Value-based Insurance Design – The next steps

June 1, 2017 / By Steve Delaronde

Value-based Insurance Design (VBID) is an approach used by healthcare payers to promote a patient’s use of high-value services. Conversely, it can also be used to discourage the use of low-value services. Over the past 20 years, most VBID programs have been limited to reducing copayments for medications that are considered beneficial to treat specific chronic diseases, such as asthma, cardiovascular disease and diabetes, with the goal of improving outcomes and reducing costs. While this approach has often demonstrated cost savings, widespread adoption has not occurred. This may be about to change with the advent of pilot VBID programs in 2017 for two major government plans – Medicare Advantage and TRICARE.

VBID began with the Asheville Project in 1997 when the city of Asheville, North Carolina waived member copays on diabetic drugs and supplies for city employees with diabetes in exchange for attending educational and counseling sessions delivered by pharmacists.  A 5-year follow up study demonstrated better outcomes, such as lower HbA1c levels, as well as lower costs for persons enrolled in the program compared to those not enrolled, particularly for higher-risk patients.  It was not possible, however, to determine if cost savings was primarily due to medication cost reductions, increased patient engagement in managing their condition, or both.

Reducing barriers to high-value medications for those who could not otherwise afford them may not be enough to sustain outcomes and savings. While this approach addresses the issue of cost and affordability, many of the targeted medications, such as antihypertensives, statins, and oral diabetes medications are already available as low-cost generic alternatives. Affordability becomes an issue for costlier medications that are often not part of VBID programs, such as those that treat hepatitis C, multiple sclerosis and rheumatoid arthritis.

The real benefit of VBID may be the supportive services that have typically been offered along with medication copay reductions.  Patients that are actively engaged in managing their health are likely to experience better outcomes and lower costs.  All patients are not the same, however.  Social determinants, such as socioeconomic status, disease type and severity, and the stage of health behavior change all influence how readily and actively a patient is able to engage in managing their health.  Improving patient engagement is a primary objective of value-based care programs, including Patient-Centered Medical Homes (PCMH) and Accountable Care Organizations (ACO). There is an opportunity to selectively integrate VBID into these programs and target high risk members in this group to receive financial incentives associated with VBID.

The challenge for healthcare payers is to determine how to selectively target the patient segments that will respond most favorably to each component of a VBID program. This not only requires additional program designs, as well as rigorous evaluation methods to verify outcomes, but data is needed from multiple sources. Socioeconomic risk scores, patient stage of change assessments, patient acuity and segmentation measures, as well as the ability to stratify and prioritize patients for specific program interventions are all important data components for achieving the positive outcomes and cost reductions that are expected with VBID.

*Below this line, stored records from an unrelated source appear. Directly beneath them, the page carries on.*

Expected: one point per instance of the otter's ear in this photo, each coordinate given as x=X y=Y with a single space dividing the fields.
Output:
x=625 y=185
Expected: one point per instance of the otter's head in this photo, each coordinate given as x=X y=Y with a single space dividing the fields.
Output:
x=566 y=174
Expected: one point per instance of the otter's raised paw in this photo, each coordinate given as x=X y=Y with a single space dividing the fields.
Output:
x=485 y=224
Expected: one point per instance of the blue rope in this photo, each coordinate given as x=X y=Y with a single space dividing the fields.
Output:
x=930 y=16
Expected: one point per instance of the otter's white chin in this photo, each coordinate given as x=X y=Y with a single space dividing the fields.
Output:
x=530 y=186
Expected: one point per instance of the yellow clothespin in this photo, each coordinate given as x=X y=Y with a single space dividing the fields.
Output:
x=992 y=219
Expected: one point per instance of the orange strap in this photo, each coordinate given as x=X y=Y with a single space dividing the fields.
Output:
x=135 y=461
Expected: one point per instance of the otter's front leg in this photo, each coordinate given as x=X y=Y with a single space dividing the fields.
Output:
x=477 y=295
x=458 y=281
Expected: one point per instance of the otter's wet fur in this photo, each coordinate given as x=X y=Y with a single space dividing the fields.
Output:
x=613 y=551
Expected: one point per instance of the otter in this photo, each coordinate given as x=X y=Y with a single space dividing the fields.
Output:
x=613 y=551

Incenting patients to take medications and obtain services that are considered high-value services may not be enough, however, to realize the short-term outcomes and cost savings that most payers are seeking. A focus on reducing low-value services will be required to realize more substantial and sustainable cost savings. The Rand Corporation identified some of the services that contribute to the $200 billion in overtreatment costs in the United States, including hormone tests for thyroid problems, imaging for low-back pain and imaging for uncomplicated headache. Spinal injection for low back pain was the greatest contributor to overall costs for low-value services.

There is a sufficient base of literature as well as a body of peer-led recommendations that include the Choosing Wisely campaign in the United States, as well as its adaptation in 12 countries, that provide the foundation for identifying and measuring low-value services. There are other widely used methods for identifying preventable hospital admissions, readmissions, complications and emergency room visits, as well as potentially preventable healthcare services ordered by primary care physicians and specialists, such as low-value procedures, imaging and laboratory tests. These can be offered to patients, but at a higher proportion of cost sharing than services that are considered high-value.

Additionally, it may not be enough to only focus on patient incentives and disincentives. As long as the fee-for-service system persists, coupled with a provider’s tendency to be thorough rather than efficient in their approach to patient care, then low-value services are not likely to decrease.  Value-based care will be successful when value-based reimbursement is fully operational. Recommendations that are produced by such initiatives as the Choosing Wisely campaign will be heeded when they become more than just guidelines for practice and actually have low or no reimbursement attached to them.

Steve Delaronde is director of analytics for populations and payment solutions at 3M Health Information Systems.